Complications should deep-link into the relevant app screen:

private fun launchPendingIntent(eventId: String): PendingIntent {
    val intent = Intent(context, EventDetailActivity::class.java)
        .putExtra("event_id", eventId)
        .addFlags(Intent.FLAG_ACTIVITY_NEW_TASK)
    return PendingIntent.getActivity(
        context, eventId.hashCode(), intent,
        PendingIntent.FLAG_UPDATE_CURRENT or PendingIntent.FLAG_IMMUTABLE
    )
}

Use immutable PendingIntents on API 31+.

Testing

Wear OS emulator supports complication preview in Android Studio's watch face editor. For integration testing:

  1. Install your app on a Wear emulator paired with a phone emulator.
  2. Long-press watch face → Customize → Complications → select your provider.
  3. Verify preview data in the picker matches getPreviewData().

On-device testing catches font scaling and color contrast issues emulators miss — especially for RANGED_VALUE arcs on circular faces.

Battery and throttling

I've seen complications get throttled after setting updatePeriodMillis to 60 seconds for stock prices. The OS batches updates across providers. Design for stale-tolerant UI — show last-known value with a subtle timestamp rather than blocking on network in onComplicationRequest. Do network I/O with timeouts under 5 seconds; return NoDataComplicationData() on failure.

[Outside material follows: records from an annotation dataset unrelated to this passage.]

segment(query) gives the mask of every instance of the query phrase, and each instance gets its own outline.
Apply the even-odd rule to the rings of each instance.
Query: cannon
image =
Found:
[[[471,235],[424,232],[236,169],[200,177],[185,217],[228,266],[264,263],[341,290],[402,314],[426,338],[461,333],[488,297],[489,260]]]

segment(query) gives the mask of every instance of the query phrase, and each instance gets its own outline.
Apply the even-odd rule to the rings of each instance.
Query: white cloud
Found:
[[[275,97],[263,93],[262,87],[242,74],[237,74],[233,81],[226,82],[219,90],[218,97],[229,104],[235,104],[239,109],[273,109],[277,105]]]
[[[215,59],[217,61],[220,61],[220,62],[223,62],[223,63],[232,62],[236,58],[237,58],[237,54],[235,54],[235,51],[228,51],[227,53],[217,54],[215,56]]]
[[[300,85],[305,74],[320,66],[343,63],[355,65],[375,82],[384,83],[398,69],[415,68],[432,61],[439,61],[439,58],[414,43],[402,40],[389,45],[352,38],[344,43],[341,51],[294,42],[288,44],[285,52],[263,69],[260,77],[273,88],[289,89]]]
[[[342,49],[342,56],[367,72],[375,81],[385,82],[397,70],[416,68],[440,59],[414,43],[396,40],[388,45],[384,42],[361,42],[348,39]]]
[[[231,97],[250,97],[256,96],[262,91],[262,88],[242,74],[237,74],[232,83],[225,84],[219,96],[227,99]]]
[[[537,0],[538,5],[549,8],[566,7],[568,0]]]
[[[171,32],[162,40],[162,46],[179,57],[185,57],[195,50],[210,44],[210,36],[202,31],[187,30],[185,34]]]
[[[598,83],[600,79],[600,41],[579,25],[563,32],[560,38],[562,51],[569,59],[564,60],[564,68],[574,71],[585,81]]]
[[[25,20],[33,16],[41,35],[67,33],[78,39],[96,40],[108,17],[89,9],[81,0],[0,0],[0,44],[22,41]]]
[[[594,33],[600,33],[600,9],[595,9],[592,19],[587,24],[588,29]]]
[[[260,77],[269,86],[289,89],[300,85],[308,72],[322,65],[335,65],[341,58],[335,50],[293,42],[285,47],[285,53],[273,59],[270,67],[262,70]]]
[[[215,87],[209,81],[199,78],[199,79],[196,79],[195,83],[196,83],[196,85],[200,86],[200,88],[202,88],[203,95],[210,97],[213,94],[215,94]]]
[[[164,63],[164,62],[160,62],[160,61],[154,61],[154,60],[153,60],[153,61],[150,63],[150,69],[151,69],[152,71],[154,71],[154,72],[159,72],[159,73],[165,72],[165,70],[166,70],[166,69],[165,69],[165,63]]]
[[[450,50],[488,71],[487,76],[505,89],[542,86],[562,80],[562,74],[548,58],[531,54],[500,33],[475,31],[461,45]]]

Complication types and layout constraints

Each watch face slot supports specific types. Mismatch returns empty slots or crashes in preview:

Type Best for Layout notes
SHORT_TEXT Counts, status 7–9 chars on circular faces
LONG_TEXT Event titles Truncate with ellipsis
RANGED_VALUE Progress, battery Min/max required; color obeys face theme
SMALL_IMAGE App icon, weather Monochrome on some faces
MONOOCHROMATIC_IMAGE Simplified icons Single-color vector preferred

Always implement getPreviewData() with representative content — users pick complications from the picker preview, not your live data.

Data caching architecture

Never fetch from network inside onComplicationRequest synchronously. Pattern that works:

WorkManager periodic sync (15–30 min)
    → Room cache on watch
    → Complication reads cache (< 10 ms)
    → requestUpdate() after sync completes

For time-sensitive data (next calendar event), use updatePeriodMillis of 15 minutes minimum and push immediate updates via ComplicationDataSourceUpdateRequester when the phone app receives a push notification.

Wear OS 5+ considerations

Google is consolidating watch faces around Watch Face Format (WFF). Complications remain supported via ComplicationDataSourceService, but test on:

Pair with Wear OS Compose Tiles for richer glanceable UI beyond complication slot limits.

Production checklist

Common production mistakes

Teams get wearos complications wrong in predictable ways:

Shipping wearos complications on Android fails quietly when you test only on flagship devices, skip process-death scenarios, or assume minSdk behavior matches latest API docs. Emulator-only validation misses OEM-specific battery optimizations and background execution limits.

Resources

Frequently asked questions

What is a complication on Wear OS?

A complication is a small data slot on a watch face showing app data — weather, next calendar event, step count, or battery level. Your app implements ComplicationProviderService and responds to update requests from the watch face with ComplicationData (text, icons, tap actions).

How often can complications update?

Watch faces request updates on their schedule, not yours. You declare supported update frequencies (static, periodic) in ComplicationProviderService metadata. Aggressive refresh drains battery and Google may throttle your provider. Use minimum necessary frequency and push updates via ComplicationDataSourceUpdateRequester when data changes significantly.

Do I need a watch face to publish a complication?

No. Any app can expose a complication data source that users add to third-party or system watch faces. You need a ComplicationProviderService, proper manifest entries, and a supported complication type (SHORT_TEXT, RANGED_VALUE, etc.).